Czteroletnia kadencja samorządu w Polsce jest zbyt krótka - uważają samorządowcy. - Nie można przez ten czas zrealizować swojego programu - tłumaczą.
Z taką propozycją wystąpiło Zrzeszenie Prezydentów, Burmistrzów i Wójtów Województwa Lubuskiego. Jego prezesem jest Wadim Tyszkiewicz, prezydent Nowej Soli. - W krajach starej Europy kadencja samorządowców trwa siedem-osiem lat, a u nas jest o połowę krótsza. A cztery lata to zbyt mało, by władze miasta czy gminy mogły zrealizować swój program - tłumaczy prezydent Tyszkiewicz.
Podkreśla, że samorządowcom z lubuskiego wcale nie zależy na utrzymaniu stołków, ale na możliwości realizacji swoich pomysłów, które przedstawiali mieszkańcom przed wyborami. - Przecież w pierwszym roku nowo wybrany prezydent czy wójt realizuje pomysły poprzednika, dopiero w kolejnym roku może zabrać się za własne. Jednak zaplanowanie i samo przygotowanie inwestycji zajmuje naprawdę dużo czasu. To idzie w lata - tłumaczy prezydent Tyszkiewicz.
Jego zdaniem nie można długości kadencji w samorządzie porównać do kadencji parlamentu. - Tam posłowie głosują, jak im partia każe, a prezydent czy wójt na swoim terenie odpowiada za wszystko, za dziury w jezdni, za wodę, ścieki, szkoły czy przedszkola - podkreśla prezydent Nowej Soli.

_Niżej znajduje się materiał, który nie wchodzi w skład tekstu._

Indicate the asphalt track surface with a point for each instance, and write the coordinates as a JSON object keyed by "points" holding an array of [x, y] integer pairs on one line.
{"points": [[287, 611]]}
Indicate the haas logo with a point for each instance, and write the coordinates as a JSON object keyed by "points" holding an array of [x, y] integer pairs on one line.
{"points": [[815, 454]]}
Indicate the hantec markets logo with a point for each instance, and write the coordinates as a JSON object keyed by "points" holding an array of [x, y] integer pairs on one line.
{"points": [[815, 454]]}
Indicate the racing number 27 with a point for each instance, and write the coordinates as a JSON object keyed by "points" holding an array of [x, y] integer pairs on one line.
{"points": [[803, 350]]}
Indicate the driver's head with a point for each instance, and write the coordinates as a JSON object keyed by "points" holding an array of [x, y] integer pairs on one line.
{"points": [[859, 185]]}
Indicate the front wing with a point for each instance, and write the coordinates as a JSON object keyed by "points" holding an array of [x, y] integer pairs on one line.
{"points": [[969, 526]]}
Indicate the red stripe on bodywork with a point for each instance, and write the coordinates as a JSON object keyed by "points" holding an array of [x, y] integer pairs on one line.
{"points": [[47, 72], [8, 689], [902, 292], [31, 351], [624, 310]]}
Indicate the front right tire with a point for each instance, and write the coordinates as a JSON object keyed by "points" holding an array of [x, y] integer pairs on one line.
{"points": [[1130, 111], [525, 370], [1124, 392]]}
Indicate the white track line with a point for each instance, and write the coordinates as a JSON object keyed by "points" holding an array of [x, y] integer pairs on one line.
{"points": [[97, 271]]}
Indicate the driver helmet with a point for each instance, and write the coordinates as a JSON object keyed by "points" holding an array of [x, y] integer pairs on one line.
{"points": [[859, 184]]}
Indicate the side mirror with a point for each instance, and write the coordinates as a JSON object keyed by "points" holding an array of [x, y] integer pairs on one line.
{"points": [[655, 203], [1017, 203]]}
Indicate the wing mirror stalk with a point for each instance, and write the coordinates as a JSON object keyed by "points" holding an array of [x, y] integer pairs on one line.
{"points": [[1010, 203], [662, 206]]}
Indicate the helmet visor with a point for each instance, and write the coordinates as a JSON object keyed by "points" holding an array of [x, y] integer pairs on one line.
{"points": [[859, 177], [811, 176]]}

On sam urzęduje już trzecią kadencję. W ostatnich wyborach został wybrany w pierwszej turze wynikiem 86,4 proc. głosów. - Gdyby udało się wydłużyć kadencję, to można by ograniczyć je do dwóch i wprowadzić łatwiejsze sposoby odwołania prezydentów - mówi prezydent Tyszkiewicz.